From the plot in the dashboard, we can see that the most important feature in the data is the `PageValues` feature.

This feature stands out significantly among the others

The average value of the page plays the most important role in the model

#### **Metrics**

Let's look at the metrics that were presented in the dashboard

|   Metric         |   Score   |
|------------------|-----------|
|   accuracy       |   0.9     |
|   precision      |   0.5     |
|   recall         |   1.0     |
|   f1             |   0.667   |
|   roc_auc_score  |   1.0     |
|   pr_auc_score   |   1.0     |
|   log_loss       |   0.201   |

Accuracy is 0.9, which means that the model correctly predicted classes for 90% of all objects.

Precision is 0.5, which means that 50% of the objects that the model predicted
as class 1 were correctly predicted.

Log loss is 0.201, which means that the model predicts class probabilities quite accurately.

**Some of the metrics from the dashboard raise questions. The confusion matrix we built earlier suggests that not all classes were correctly predicted, but the metrics say otherwise:**

* Recall is 1, which means that the model correctly predicted all objects of class 1.
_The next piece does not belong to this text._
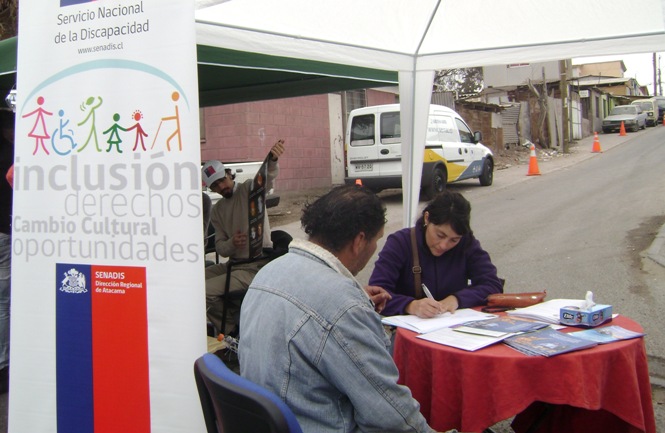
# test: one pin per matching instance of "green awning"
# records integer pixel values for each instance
(229, 76)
* F1-score is 0.667, which means that the model has achieved a balance between Precision and Recall.

* The ROC AUC is equal to 1, which means that the model perfectly discriminates between classes.

* PR AUC is 1, which means that the model perfectly distinguishes between classes.
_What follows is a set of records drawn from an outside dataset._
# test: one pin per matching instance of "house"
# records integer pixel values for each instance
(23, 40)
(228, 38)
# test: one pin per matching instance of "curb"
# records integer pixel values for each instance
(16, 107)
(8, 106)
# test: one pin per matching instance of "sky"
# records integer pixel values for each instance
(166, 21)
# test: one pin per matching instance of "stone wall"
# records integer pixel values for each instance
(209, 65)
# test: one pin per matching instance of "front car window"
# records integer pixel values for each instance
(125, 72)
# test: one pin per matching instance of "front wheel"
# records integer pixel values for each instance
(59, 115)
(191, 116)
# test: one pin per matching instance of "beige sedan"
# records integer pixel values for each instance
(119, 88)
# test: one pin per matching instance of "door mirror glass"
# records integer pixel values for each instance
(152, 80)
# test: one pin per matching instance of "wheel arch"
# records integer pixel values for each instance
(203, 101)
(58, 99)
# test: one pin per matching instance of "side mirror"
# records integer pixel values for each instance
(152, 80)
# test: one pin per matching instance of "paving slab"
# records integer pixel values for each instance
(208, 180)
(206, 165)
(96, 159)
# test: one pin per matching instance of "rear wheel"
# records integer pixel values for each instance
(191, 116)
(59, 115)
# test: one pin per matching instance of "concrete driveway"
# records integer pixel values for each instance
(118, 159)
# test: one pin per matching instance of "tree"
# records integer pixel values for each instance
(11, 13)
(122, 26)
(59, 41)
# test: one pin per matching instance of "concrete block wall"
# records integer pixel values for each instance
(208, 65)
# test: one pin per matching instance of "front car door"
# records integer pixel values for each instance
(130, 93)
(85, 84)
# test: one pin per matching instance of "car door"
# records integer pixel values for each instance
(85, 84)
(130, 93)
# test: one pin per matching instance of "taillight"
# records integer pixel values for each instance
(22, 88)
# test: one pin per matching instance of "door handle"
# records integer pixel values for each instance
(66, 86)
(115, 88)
#### **Individual Predictions**

Let's look at how variables affect some individual predictions.

Let's look at the prediction with **index 3**. We can see that `PageValues` had a negative impact: -70.5%. At the same time, the other attributes did not have much impact. Because of this influence of `PageValues` the initial prediction became equal to 1.

Let's look at the prediction with **index 4**. We can see that `PageValues` had a positive impact: +16.6%. At the same time, the `Weekend` feature had a negative impact: -7%. Due to this influence of `PageValues` the initial prediction became equal to 0 (73.7%).

Let's look at the prediction with **index 5**. We see that `PageValues` had a negative impact: -54%. At the same time, the `Region` feature had a positive impact: 1.8%. Due to this influence of variables, the prediction became equal to 1 (80%).